In high school, he realized he wanted a career that focused in that area.

After graduating from Smithsburg High School in 1986, Forrest studied forestry for a year at Allegany College of Maryland, then switched fields and transferred to Frederick (Md.) Community College.

He earned an associate degree in park management and not long after, was one of about 40 recruits hired by the Maryland Park Service as a law enforcement ranger at Fort Frederick State Park.

“My office is two counties and the outdoors. I don’t think you could ask for anything else,” said Forrest, 44.

He had taken the Natural Resource Police cadet test, but the park service offered him a job first. Now the two law enforcement agencies have merged and are one under the NRP.

“I’ve sort of come full circle,” Forrest said.

Forrest recently was named Conservation Officer of the Year by the Maryland chapter of the National Wild Turkey Federation.

He was nominated by Acting Sgt. Russell Boback for the spring 2012 arrest and conviction of a person who was baiting wild turkey, hunting with a rifle and hunting without a license.

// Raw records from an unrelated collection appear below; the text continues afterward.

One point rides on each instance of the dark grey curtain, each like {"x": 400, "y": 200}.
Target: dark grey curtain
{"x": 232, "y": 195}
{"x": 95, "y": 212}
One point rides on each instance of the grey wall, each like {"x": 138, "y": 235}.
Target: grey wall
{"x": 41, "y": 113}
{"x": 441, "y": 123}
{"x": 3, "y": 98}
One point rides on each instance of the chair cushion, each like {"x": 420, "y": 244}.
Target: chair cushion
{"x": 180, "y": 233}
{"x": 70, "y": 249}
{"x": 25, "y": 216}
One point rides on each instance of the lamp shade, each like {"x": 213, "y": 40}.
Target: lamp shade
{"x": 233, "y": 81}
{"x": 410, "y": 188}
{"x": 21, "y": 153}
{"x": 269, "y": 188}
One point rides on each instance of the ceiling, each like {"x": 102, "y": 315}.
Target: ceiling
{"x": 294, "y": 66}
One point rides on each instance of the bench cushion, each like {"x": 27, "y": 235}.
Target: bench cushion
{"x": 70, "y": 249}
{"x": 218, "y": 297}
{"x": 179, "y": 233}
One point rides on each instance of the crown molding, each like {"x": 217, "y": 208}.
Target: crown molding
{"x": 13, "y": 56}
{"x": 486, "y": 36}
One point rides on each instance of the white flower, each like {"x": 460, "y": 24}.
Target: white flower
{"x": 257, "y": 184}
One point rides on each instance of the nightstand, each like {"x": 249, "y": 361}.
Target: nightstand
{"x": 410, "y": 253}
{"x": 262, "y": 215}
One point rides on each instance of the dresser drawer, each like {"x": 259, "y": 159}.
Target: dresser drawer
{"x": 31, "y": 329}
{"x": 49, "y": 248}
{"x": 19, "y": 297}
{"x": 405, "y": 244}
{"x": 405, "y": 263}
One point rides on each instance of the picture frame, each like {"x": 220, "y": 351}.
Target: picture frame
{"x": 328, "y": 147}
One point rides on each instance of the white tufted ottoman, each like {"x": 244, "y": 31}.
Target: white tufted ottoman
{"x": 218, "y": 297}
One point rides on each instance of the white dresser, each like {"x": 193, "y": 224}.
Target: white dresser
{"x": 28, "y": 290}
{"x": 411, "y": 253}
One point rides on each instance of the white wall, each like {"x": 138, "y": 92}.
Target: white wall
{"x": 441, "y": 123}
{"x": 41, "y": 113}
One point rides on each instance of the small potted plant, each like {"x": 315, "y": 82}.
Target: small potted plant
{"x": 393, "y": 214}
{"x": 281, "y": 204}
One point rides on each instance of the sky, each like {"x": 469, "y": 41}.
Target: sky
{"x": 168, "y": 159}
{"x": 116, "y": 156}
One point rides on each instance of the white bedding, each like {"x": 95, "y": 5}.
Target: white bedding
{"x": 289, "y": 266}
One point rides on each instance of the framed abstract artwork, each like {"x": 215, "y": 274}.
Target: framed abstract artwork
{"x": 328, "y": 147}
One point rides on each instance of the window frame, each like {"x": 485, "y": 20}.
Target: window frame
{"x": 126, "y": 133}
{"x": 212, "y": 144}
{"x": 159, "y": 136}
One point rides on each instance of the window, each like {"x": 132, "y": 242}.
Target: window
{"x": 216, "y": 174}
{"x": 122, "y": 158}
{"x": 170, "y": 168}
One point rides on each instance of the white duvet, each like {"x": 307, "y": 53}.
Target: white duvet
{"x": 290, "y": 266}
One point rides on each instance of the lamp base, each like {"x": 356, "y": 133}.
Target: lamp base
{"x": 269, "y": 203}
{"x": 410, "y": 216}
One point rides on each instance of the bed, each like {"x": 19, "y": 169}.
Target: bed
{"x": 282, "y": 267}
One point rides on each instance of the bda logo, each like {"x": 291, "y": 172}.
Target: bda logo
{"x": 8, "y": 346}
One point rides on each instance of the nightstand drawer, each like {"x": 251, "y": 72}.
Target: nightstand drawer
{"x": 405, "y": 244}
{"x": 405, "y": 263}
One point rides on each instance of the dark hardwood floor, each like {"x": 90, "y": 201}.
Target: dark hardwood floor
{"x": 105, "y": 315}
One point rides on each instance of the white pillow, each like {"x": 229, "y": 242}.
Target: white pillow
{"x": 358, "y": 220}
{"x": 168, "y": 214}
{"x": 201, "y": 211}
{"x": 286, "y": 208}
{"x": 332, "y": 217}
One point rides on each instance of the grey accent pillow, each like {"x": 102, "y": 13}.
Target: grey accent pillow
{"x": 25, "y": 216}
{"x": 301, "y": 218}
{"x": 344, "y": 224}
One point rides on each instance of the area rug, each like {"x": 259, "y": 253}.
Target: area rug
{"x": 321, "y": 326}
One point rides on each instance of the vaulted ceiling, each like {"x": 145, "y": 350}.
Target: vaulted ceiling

“Baiting turkeys is something we take pretty seriously. It’s obviously an unfair advantage. The wildlife division has worked hard in the past 30 years to get the turkey population back up. Some people try to take shortcuts,” Forrest said.

He was promoted to the rank of corporal in September 2012.

“I was very surprised and also honored for being recognized for the work. I don’t take all of the credit. Several of us were involved,” Forrest said.

Even though Forrest is assigned to Washington County, he said he serves Area 7, which also includes Frederick County, but is not bound by county lines. He has statewide jurisdiction and is not assigned to a specific state park.

Forrest’s job varies by season, with boating safety and patrolling state parks the focus in the summer.

Fall means hunting patrols and responding to complaints of trespassing, mostly on private property, and spring is spent checking trout streams and monitoring bass fishing.

Spring also is turkey season, with a much shorter season in the fall.

“We really don’t have a downtime anymore,” he said. 

Safety is a priority on the job, with officers always working in pairs. Forrest said whether it’s deer or turkey season, they’re often dealing with people with firearms.

“It can be unnerving walking into an area not knowing where the subject is,” he said.

Forrest said Pennsylvania Wildlife Conservation Officer David Grove was killed in November 2010 doing the same thing Forrest routinely does.

Some people, he said, violate laws unknowingly, while others have “total disregard for natural-resources law,” Forrest said.
“Those are the types of cases we like to make.”

Forrest and his wife, Rhonda, have been married for 22 years.

Their 20-year-old son, who also enjoys hunting and fishing, and 18-year-old daughter, who used to fish, are in college.

“I haven’t regretted it a day of my life. I can’t imagine doing anything else,” Forrest said of his 24-year career.